Lemmerich, Florian, Diego Sáez-Trumper, Robert West, and Leila Zia. "Why the World Reads Wikipedia: Beyond English Speakers." Proceedings of the Twelfth ACM International Conference on Web Search and Data Mining (WSDM). ACM, 2019.

From the abstract:
As one of the Web's primary multilingual knowledge sources, Wikipedia is read by millions of people across the globe every day. Despite this global readership, little is known about why users read Wikipedia's various language editions. To bridge this gap, we conduct a comparative study by combining a large-scale survey of Wikipedia readers across 14 language editions with a log-based analysis of user activity. We proceed in three steps. First, we analyze the survey results to compare the prevalence of Wikipedia use cases across languages, discovering commonalities, but also substantial differences, among Wikipedia languages with respect to their usage. Second, we match survey responses to the respondents' traces in Wikipedia's server logs to characterize behavioral patterns associated with specific use cases, finding that distinctive patterns consistently mark certain use cases across language editions.
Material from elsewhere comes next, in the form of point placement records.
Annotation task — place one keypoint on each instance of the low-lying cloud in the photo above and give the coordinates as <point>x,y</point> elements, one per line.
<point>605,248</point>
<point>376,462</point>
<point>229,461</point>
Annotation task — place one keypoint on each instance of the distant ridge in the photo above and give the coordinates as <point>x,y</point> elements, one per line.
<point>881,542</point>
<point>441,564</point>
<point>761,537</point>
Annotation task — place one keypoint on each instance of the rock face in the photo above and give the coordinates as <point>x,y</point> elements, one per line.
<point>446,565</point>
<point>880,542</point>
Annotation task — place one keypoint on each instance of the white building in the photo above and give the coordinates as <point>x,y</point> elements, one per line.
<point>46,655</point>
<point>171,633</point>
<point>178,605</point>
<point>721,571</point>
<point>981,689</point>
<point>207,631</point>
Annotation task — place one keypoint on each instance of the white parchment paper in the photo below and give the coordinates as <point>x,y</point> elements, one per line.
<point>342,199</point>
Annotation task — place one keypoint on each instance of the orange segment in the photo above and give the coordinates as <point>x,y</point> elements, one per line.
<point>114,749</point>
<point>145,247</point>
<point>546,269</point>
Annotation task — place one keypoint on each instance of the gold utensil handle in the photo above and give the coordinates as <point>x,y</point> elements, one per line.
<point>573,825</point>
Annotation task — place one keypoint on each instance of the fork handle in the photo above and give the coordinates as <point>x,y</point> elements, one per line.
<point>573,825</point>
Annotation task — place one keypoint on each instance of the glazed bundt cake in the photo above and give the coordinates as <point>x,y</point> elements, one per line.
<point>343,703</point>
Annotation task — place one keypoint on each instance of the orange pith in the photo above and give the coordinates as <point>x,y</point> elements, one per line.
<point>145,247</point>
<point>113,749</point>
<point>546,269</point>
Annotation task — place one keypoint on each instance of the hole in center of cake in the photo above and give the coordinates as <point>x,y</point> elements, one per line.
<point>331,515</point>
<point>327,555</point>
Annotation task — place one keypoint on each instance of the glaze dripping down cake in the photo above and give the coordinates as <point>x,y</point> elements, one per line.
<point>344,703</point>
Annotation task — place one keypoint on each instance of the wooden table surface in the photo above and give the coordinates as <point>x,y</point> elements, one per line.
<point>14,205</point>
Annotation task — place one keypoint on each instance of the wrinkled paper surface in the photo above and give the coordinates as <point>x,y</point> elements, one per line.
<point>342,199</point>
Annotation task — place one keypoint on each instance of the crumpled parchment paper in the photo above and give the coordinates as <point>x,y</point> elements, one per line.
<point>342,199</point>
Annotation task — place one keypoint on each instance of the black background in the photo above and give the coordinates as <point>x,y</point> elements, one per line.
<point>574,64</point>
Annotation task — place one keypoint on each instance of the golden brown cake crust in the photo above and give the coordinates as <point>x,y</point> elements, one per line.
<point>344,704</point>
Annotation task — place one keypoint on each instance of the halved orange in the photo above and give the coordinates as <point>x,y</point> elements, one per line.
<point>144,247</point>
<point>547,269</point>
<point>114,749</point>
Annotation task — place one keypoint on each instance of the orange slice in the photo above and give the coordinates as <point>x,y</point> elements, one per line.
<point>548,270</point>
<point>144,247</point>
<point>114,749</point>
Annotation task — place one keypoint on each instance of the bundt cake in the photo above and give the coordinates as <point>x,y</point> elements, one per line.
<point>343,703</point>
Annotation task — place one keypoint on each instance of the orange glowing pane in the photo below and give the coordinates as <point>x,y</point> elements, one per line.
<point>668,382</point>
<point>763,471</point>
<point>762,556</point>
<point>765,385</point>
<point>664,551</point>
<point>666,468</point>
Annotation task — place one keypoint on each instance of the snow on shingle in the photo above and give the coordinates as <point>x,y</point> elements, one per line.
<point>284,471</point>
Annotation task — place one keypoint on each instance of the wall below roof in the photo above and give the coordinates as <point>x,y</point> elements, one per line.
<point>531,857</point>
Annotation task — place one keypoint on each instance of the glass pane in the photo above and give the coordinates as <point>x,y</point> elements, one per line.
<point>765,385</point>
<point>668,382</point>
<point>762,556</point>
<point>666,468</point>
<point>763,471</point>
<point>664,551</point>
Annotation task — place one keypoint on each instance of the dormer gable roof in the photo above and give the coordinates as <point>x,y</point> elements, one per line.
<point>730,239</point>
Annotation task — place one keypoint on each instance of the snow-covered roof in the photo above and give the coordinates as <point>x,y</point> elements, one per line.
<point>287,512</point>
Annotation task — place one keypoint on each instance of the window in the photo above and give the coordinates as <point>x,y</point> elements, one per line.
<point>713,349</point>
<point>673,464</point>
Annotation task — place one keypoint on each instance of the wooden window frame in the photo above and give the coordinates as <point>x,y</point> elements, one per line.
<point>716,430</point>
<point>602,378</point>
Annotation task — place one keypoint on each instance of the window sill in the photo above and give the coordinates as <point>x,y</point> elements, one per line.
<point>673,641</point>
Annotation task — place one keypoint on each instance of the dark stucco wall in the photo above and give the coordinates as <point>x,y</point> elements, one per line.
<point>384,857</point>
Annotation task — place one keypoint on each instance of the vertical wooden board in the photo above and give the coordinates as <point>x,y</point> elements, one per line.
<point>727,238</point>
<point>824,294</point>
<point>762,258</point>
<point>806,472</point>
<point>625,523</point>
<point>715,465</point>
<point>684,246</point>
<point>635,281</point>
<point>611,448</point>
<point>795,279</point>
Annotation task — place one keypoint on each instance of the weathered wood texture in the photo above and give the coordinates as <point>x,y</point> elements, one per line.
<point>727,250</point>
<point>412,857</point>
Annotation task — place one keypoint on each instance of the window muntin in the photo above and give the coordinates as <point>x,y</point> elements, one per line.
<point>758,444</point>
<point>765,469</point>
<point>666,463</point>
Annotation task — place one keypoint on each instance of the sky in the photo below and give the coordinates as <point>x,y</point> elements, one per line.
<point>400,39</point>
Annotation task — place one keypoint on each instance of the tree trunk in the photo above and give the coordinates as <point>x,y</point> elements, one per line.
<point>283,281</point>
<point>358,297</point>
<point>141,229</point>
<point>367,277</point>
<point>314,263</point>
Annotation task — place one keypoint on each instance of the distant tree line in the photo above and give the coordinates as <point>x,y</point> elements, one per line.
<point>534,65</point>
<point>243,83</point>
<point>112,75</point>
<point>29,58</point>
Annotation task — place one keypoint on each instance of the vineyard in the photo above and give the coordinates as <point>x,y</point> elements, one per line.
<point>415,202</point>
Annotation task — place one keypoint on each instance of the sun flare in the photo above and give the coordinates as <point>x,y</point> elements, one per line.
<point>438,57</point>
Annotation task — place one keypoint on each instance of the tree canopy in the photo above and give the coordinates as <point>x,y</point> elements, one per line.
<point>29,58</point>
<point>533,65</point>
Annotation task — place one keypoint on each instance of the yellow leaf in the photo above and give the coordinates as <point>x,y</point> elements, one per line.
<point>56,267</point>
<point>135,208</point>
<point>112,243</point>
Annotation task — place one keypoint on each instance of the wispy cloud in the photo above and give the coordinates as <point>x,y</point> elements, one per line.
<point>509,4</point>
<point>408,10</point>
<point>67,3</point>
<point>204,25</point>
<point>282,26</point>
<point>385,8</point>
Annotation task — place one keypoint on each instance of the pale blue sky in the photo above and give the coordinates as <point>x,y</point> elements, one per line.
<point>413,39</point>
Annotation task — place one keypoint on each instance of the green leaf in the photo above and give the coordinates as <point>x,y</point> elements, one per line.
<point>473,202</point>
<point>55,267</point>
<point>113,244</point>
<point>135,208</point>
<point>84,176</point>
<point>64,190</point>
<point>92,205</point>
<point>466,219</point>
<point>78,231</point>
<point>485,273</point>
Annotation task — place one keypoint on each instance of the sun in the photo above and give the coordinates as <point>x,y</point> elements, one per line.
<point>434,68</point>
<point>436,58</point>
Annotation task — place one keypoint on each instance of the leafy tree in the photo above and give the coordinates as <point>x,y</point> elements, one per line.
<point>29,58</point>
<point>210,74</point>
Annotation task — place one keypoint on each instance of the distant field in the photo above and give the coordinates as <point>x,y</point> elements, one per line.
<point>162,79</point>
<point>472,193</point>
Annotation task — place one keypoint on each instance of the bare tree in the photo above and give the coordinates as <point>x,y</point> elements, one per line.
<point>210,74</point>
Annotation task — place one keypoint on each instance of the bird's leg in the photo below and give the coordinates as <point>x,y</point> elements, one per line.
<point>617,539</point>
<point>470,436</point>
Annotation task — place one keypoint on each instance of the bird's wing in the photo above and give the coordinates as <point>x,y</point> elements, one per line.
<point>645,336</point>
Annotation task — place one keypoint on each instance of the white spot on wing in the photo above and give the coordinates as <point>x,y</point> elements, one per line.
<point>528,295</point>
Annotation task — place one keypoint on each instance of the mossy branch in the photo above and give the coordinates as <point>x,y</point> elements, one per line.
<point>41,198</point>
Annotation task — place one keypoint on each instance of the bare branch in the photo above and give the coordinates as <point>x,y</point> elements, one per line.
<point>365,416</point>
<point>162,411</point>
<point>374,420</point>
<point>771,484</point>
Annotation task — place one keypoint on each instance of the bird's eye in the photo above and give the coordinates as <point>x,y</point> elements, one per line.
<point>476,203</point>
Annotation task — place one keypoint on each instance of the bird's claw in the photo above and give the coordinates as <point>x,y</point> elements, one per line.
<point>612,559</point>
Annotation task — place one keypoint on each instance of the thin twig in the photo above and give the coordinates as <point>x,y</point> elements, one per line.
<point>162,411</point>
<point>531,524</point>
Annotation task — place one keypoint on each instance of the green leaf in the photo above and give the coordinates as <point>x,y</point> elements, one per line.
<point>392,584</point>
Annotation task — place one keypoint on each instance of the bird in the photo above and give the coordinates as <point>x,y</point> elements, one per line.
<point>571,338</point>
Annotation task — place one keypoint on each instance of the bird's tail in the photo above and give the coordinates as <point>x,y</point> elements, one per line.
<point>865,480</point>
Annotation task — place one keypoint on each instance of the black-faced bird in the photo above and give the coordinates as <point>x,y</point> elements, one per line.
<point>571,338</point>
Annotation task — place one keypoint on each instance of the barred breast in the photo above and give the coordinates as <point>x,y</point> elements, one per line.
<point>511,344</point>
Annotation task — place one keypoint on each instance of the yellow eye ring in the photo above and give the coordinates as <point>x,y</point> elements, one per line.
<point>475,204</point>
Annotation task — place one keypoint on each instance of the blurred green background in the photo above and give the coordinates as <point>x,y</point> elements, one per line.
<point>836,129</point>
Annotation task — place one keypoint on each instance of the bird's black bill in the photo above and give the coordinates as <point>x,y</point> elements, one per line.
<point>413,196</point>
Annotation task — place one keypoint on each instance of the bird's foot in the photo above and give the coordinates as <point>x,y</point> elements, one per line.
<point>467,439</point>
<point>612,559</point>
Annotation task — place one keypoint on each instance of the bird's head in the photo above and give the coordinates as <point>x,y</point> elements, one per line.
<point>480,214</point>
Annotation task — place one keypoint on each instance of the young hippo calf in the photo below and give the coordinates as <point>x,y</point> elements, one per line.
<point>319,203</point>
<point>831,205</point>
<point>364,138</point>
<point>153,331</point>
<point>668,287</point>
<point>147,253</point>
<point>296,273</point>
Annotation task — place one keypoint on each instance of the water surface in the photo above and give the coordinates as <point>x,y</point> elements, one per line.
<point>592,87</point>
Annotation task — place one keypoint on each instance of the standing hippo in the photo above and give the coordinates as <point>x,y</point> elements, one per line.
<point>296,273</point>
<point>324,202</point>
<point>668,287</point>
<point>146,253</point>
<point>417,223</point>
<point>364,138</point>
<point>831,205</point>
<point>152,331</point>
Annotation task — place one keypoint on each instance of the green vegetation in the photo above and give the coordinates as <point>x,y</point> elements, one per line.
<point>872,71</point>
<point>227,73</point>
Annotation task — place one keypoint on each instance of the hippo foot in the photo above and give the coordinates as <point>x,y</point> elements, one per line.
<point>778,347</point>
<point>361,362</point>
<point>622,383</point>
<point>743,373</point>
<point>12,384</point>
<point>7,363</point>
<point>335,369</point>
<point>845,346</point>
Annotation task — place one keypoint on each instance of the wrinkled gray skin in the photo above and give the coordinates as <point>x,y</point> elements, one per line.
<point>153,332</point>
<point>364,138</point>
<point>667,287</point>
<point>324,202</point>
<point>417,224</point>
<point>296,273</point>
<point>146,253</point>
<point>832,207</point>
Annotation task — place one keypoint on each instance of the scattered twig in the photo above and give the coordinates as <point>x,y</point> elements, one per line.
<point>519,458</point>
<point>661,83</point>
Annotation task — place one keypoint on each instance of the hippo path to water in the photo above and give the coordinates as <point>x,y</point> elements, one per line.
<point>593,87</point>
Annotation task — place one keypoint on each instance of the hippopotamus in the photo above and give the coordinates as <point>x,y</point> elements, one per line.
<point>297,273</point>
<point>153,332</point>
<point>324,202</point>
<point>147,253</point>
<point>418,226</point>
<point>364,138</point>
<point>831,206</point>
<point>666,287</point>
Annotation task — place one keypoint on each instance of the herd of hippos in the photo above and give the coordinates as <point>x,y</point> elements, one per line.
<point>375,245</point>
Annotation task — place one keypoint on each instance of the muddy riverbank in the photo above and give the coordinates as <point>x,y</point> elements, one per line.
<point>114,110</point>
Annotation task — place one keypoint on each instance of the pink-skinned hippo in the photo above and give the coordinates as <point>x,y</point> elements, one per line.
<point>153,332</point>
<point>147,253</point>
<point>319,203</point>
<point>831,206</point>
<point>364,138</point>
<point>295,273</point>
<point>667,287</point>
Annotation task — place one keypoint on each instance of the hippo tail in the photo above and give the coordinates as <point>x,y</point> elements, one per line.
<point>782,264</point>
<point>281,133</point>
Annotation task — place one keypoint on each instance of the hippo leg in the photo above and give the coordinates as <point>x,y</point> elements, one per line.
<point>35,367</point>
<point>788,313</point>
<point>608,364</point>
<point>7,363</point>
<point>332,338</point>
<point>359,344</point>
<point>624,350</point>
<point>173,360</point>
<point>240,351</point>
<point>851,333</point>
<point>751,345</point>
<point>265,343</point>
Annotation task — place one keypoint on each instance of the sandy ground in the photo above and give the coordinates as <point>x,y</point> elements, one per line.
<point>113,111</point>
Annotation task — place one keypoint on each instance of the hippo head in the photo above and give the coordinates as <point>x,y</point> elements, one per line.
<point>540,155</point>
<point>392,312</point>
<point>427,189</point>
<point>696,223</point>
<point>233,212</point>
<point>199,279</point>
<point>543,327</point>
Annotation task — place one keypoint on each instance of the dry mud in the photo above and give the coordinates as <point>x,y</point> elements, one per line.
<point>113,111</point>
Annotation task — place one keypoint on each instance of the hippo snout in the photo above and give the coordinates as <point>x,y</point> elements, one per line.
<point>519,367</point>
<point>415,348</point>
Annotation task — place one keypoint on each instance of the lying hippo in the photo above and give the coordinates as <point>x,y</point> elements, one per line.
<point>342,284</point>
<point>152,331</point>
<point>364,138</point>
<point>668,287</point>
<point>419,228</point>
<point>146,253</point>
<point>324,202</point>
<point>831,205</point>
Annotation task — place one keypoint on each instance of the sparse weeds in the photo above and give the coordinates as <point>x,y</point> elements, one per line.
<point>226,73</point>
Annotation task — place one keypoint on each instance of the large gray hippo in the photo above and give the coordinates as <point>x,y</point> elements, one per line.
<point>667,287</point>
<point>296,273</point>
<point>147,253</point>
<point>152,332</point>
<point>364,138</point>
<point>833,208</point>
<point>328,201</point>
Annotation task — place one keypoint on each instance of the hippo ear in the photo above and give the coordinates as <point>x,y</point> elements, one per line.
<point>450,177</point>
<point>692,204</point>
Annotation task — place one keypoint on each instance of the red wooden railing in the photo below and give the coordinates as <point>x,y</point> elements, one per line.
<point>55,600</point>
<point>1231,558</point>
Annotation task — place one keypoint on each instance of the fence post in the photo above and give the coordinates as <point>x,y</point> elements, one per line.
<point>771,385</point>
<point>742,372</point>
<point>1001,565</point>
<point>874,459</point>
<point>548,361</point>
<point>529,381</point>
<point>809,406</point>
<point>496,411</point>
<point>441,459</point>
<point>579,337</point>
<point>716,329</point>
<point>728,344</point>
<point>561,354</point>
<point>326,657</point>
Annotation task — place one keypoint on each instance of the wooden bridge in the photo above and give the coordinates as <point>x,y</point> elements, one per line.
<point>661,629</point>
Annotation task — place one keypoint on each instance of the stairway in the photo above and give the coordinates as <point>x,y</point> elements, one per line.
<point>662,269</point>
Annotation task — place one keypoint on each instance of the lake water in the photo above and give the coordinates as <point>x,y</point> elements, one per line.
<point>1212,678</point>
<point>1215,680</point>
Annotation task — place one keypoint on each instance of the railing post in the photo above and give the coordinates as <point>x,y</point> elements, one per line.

Third, we show that certain Wikipedia use cases are more common in countries with certain socio-economic characteristics; e.g., in-depth reading of Wikipedia articles is substantially more common in countries with a low Human Development Index. These findings advance our understanding of reader motivations and behaviors across Wikipedia languages and have implications for Wikipedia editors and developers of Wikipedia and other Web technologies.

The data is described in the README as well as here on this meta page.